Now, there’s another player in town: OpenAI. The non-profit research firm is backed by heavy hitters like co-chairs Elon Musk (of SpaceX and Tesla fame), Y Combinator’s Sam Altman, as well as investor Peter Thiel (who worked with Musk at PayPal). They claim to have garnered a billion dollars in private funding, from people like Thiel and Amazon Web Services.

“We believe AI should be an extension of individual human wills and, in the spirit of liberty, as broadly and evenly distributed as is possible safely,” OpenAI writes in its first blog post, published just a few moments ago.

The goal? Make the scope of A.I less narrow. Right now, machines are either good at identifying people, or answering questions, but not both.
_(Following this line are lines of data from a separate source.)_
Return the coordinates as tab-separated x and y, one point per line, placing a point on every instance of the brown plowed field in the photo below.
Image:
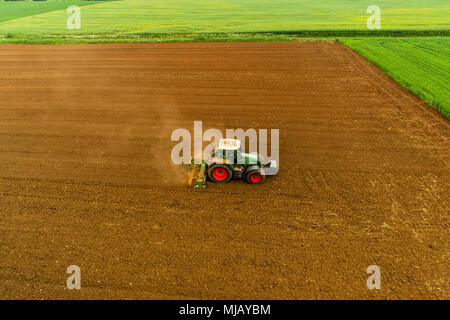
85	175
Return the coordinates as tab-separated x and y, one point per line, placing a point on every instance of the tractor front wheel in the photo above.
220	173
255	177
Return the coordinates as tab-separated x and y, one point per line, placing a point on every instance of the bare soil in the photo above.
86	176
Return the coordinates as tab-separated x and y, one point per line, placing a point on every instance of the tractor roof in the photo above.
229	144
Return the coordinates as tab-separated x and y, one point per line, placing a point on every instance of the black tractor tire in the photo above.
220	173
255	176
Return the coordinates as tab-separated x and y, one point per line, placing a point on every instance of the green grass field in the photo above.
10	10
420	65
134	17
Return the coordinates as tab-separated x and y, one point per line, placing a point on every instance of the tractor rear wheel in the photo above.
220	173
255	177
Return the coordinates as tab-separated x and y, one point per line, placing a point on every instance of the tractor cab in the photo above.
229	151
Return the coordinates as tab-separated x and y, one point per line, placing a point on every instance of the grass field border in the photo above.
212	37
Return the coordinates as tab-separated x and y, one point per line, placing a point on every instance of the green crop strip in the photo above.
422	65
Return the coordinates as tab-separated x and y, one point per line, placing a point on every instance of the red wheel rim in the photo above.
255	177
220	174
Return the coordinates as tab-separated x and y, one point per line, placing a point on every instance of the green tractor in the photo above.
227	162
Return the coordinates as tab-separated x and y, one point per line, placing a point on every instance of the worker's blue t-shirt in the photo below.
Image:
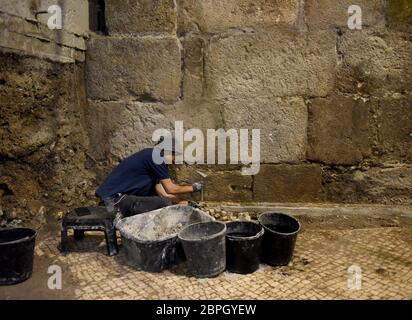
135	175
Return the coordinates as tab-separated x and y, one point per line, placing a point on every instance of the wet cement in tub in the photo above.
162	223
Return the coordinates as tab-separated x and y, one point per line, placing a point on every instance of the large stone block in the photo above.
338	130
282	123
399	13
144	69
390	184
75	14
20	8
282	63
222	183
329	14
288	183
375	63
127	17
217	15
118	129
394	127
193	78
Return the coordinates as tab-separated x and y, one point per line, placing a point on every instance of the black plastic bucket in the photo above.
205	248
243	246
281	231
150	239
16	255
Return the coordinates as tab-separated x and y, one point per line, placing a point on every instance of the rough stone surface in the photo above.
282	123
119	129
144	69
399	13
43	162
394	127
38	40
391	183
75	14
129	17
288	183
329	14
245	65
375	63
193	78
338	130
215	15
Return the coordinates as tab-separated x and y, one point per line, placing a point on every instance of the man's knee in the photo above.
163	202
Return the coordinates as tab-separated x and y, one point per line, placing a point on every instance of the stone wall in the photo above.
333	104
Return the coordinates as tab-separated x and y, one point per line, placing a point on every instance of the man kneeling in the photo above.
138	184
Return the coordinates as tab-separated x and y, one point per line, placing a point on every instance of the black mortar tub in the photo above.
16	255
281	231
150	239
243	246
205	248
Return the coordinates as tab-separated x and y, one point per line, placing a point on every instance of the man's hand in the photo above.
197	186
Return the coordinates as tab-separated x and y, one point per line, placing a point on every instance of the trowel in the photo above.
203	175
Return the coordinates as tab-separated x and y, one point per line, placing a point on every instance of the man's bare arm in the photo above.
162	193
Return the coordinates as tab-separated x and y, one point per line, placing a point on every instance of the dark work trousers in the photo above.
131	205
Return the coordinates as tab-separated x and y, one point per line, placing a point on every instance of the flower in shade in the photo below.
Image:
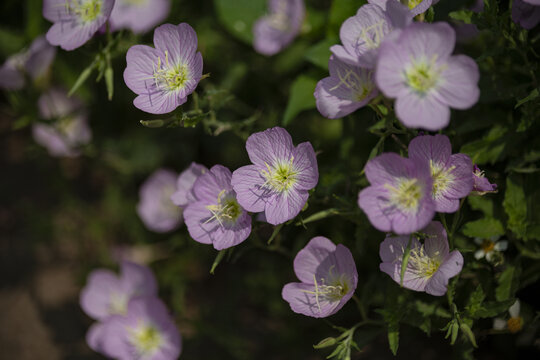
430	264
451	174
139	16
68	127
275	31
216	217
526	13
399	198
280	177
35	61
75	21
145	331
107	294
481	184
347	89
514	324
328	279
184	194
362	34
416	68
155	207
491	249
164	76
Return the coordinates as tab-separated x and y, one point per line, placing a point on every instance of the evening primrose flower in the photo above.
68	128
275	31
107	294
490	249
146	331
164	76
430	264
416	68
155	207
216	217
280	177
481	184
75	21
362	34
328	279
451	173
514	324
399	198
139	16
347	89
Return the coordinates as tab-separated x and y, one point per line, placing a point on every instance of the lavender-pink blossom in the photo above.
328	279
164	76
430	264
75	21
155	208
399	198
280	177
139	16
216	217
347	89
275	31
451	174
416	68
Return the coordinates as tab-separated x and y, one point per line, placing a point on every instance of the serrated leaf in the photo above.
515	206
483	228
300	98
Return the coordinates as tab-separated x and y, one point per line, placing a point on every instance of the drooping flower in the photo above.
275	31
416	68
216	217
69	128
146	331
347	89
155	207
107	294
362	34
399	198
164	76
280	177
491	249
184	194
451	174
430	264
75	21
139	16
328	279
514	324
35	61
481	184
415	7
526	13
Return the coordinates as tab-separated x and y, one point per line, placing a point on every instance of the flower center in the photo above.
281	177
441	178
85	10
422	264
515	324
146	339
227	209
423	76
406	195
169	77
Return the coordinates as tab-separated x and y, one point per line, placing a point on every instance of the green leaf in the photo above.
238	16
301	98
483	228
319	54
515	206
504	289
533	95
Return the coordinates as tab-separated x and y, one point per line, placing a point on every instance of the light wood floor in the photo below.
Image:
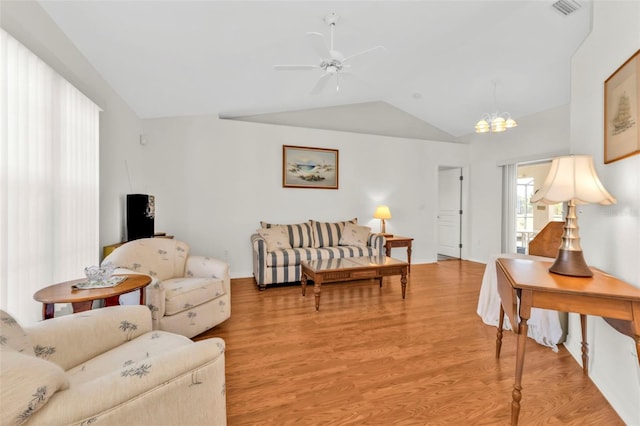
370	358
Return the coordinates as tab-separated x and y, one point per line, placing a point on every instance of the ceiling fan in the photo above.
332	61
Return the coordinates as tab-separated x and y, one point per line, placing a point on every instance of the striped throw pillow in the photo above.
327	234
300	234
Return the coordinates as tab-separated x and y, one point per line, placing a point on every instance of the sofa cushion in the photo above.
27	384
355	235
276	237
293	257
13	336
185	293
300	234
327	234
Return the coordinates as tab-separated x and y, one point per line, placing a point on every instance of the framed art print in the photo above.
304	167
621	113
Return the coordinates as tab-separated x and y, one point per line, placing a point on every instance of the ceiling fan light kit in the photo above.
333	62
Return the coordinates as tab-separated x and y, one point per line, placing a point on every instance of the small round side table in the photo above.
82	299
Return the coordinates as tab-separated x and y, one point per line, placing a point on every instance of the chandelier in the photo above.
495	122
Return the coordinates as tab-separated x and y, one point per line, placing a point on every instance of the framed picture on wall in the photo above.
304	167
621	112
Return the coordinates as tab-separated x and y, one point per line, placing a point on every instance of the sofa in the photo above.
108	367
278	249
188	294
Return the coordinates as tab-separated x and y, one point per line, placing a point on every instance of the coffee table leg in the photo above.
304	284
82	306
48	310
499	335
317	282
403	281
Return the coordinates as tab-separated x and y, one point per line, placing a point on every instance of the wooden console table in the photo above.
531	283
398	241
82	299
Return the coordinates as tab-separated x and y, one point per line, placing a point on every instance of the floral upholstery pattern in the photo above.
126	373
188	294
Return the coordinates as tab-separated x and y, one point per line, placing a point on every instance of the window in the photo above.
49	179
524	209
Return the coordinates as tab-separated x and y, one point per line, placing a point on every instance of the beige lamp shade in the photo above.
574	178
382	212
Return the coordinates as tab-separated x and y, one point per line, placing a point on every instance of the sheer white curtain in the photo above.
49	180
509	180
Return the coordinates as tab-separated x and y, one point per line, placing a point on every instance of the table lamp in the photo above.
572	179
382	213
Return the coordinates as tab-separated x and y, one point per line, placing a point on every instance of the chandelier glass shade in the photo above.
495	123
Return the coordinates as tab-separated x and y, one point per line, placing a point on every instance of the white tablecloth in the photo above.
546	327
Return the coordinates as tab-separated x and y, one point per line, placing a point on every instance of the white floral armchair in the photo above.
108	367
188	294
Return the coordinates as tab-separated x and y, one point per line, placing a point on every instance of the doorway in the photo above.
529	219
450	213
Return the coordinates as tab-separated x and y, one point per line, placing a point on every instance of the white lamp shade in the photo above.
573	177
382	212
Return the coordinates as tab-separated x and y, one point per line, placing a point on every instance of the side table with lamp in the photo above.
382	212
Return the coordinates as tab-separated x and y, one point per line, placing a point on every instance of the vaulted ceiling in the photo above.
437	69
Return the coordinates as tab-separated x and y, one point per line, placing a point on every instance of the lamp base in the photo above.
571	263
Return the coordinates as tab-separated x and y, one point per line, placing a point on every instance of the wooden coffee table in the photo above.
82	300
351	269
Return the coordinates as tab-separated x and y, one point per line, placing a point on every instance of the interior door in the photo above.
449	211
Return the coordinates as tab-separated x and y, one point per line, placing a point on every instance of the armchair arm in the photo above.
378	241
153	382
208	267
73	339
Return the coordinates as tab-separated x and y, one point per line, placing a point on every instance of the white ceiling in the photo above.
176	58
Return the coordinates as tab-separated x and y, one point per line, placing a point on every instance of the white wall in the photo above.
119	126
215	180
536	137
610	235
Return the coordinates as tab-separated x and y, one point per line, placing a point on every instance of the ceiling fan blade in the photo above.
321	83
363	52
295	67
317	42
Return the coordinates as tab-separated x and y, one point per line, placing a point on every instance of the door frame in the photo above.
464	199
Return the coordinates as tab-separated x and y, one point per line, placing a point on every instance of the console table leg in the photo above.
585	345
403	281
517	386
499	336
304	284
316	292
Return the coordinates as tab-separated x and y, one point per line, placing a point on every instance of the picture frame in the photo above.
306	167
622	112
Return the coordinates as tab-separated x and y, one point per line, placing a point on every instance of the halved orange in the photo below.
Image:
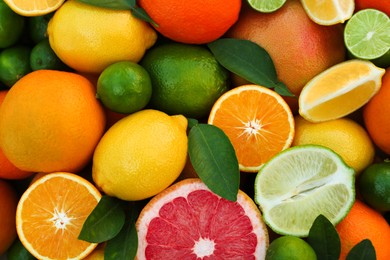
34	7
339	90
329	12
258	122
51	213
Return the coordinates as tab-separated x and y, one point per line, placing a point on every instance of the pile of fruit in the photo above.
218	129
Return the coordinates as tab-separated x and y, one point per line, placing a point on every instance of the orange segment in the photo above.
50	215
329	12
258	122
34	7
339	90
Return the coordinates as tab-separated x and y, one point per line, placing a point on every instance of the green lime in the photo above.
266	6
186	79
300	183
14	64
43	57
367	34
11	26
290	248
374	186
124	87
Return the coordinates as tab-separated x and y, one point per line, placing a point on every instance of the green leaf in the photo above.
362	251
214	159
125	244
105	221
248	60
324	239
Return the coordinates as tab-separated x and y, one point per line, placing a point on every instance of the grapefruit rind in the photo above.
301	183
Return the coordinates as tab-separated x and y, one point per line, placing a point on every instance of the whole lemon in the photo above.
89	38
141	155
344	136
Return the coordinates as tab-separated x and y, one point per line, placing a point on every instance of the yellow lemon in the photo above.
89	38
344	136
141	155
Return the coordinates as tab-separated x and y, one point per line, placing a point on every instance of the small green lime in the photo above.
43	57
14	64
374	186
124	87
290	248
186	79
11	26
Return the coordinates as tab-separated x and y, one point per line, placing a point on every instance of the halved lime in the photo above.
367	34
299	184
266	6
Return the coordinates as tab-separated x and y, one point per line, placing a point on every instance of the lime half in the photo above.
299	184
266	6
367	34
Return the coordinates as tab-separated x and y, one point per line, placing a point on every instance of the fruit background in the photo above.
238	129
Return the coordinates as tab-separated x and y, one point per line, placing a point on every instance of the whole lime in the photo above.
11	26
290	248
374	186
124	87
186	79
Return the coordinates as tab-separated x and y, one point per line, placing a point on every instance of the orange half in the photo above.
51	213
258	122
34	7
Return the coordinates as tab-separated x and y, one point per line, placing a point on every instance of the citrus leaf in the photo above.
324	239
362	251
213	157
105	221
125	244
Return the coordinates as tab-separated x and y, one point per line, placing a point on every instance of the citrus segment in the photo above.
34	7
258	122
188	221
50	215
339	90
299	184
329	12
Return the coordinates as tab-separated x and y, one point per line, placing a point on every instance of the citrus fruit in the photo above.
329	12
8	202
51	121
363	222
195	22
186	79
124	87
376	115
34	7
14	64
257	121
188	221
266	6
7	169
11	26
340	90
98	37
344	136
51	213
290	247
146	151
367	34
374	186
286	34
300	183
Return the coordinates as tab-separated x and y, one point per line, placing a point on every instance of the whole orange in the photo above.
7	169
8	203
196	21
376	115
51	121
362	222
299	48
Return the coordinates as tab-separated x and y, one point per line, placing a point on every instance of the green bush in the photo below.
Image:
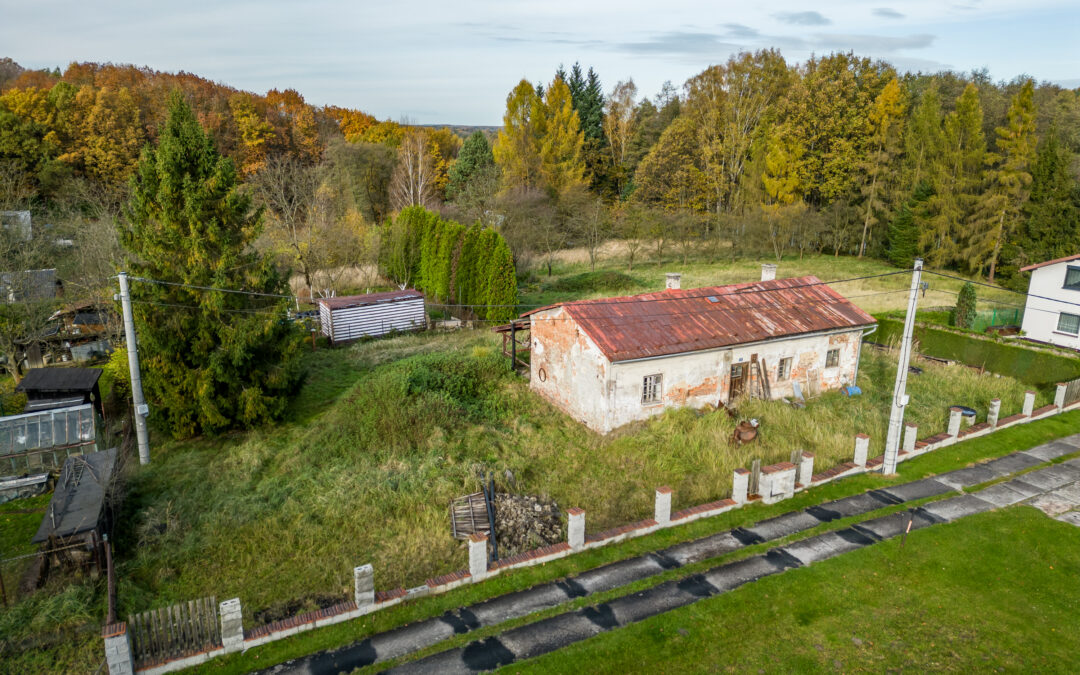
1031	366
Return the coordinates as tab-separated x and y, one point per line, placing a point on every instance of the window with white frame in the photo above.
832	359
1068	323
652	388
1072	278
784	369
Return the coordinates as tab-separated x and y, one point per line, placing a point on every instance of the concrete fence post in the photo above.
118	649
1028	403
740	486
576	528
477	555
232	624
663	505
862	448
806	469
955	415
910	435
363	586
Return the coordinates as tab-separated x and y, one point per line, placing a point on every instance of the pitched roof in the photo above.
1048	262
59	379
79	500
677	321
370	298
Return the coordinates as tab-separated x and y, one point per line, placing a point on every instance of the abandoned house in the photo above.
612	361
354	316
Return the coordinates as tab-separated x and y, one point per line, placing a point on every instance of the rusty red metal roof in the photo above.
370	298
1038	265
677	321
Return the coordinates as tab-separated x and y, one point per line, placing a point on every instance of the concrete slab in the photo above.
619	574
1001	495
734	575
554	633
1051	477
1012	463
918	489
848	507
895	524
1052	450
664	597
969	476
1072	517
784	525
822	547
523	603
703	549
957	508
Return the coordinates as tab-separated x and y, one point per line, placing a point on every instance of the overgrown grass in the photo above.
991	592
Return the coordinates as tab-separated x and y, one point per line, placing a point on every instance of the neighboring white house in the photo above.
351	318
1054	316
612	361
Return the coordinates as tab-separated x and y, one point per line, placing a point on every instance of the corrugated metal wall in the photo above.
353	323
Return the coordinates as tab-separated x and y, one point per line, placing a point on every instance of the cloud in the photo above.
887	13
802	18
874	43
679	43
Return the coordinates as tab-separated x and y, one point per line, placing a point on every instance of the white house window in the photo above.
1068	323
784	370
1072	278
652	388
832	359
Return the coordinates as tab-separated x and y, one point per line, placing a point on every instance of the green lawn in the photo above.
993	592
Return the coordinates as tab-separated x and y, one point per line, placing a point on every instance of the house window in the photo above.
832	359
784	372
652	388
1072	278
1068	323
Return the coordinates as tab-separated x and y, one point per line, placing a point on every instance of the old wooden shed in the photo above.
351	318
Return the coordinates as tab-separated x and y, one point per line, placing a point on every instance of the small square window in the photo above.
1072	278
1068	323
652	389
832	359
784	370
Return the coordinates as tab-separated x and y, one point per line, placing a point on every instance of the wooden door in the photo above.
739	374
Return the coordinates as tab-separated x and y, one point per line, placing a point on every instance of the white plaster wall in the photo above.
575	369
1040	316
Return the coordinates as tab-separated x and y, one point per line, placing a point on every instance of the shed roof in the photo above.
1049	262
370	298
677	321
79	500
59	379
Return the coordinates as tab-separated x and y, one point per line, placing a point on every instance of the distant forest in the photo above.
754	157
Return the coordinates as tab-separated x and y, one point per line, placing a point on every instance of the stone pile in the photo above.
524	522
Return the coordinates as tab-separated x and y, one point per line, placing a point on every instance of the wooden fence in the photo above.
174	632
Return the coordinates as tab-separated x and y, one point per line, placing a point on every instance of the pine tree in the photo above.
225	360
998	212
475	157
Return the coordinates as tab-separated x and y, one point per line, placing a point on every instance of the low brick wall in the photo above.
778	480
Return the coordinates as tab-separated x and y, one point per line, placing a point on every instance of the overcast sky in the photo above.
451	62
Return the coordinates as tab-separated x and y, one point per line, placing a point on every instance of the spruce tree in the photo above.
212	360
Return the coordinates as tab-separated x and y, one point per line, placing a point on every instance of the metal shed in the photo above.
351	318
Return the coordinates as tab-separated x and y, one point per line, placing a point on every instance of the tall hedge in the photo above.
455	264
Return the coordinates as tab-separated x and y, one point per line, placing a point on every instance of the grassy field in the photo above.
574	280
990	593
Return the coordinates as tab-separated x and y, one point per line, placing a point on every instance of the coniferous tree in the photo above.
225	360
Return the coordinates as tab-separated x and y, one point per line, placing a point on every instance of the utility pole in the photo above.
900	391
140	408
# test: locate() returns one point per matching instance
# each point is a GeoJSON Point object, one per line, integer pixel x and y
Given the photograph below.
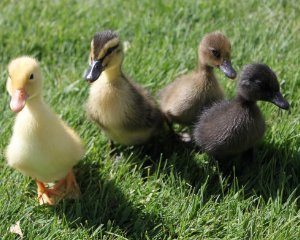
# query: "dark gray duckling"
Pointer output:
{"type": "Point", "coordinates": [230, 128]}
{"type": "Point", "coordinates": [183, 99]}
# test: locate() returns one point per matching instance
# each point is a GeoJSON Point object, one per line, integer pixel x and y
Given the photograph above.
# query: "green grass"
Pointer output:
{"type": "Point", "coordinates": [183, 196]}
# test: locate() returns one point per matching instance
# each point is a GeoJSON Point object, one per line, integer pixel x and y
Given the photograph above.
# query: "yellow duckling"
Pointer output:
{"type": "Point", "coordinates": [123, 110]}
{"type": "Point", "coordinates": [42, 145]}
But the ultimate goal in A.I research is to “generalize” intelligence—have an algorithm that can do it all.

In pursuit of that, OpenAI’s founding team hired Ilya Sutskever as research director. Sutskever is currently a research scientist at Google who has worked with some of the most well-known names in A.I. and machine learning, like Geoff Hinton and Andrew Ng (who work with Google and Baidu respectively).

The organization is a non-profit, and only hopes to spend a small fraction of their billion dollar seed in the next few years. They hope to “freely collaborate” with other institutions, which makes sense, as nearly everyone on their research team comes from a prestigious institution like Google, Stanford, and New York University.

Musk’s involvement in particular is noteworthy, given the SpaceX founder has previously expressed fears that artificial intelligence could be more dangerous than nuclear weapons. OpenAI would appear to be in part an effort to power-check the development of A.I. going forward.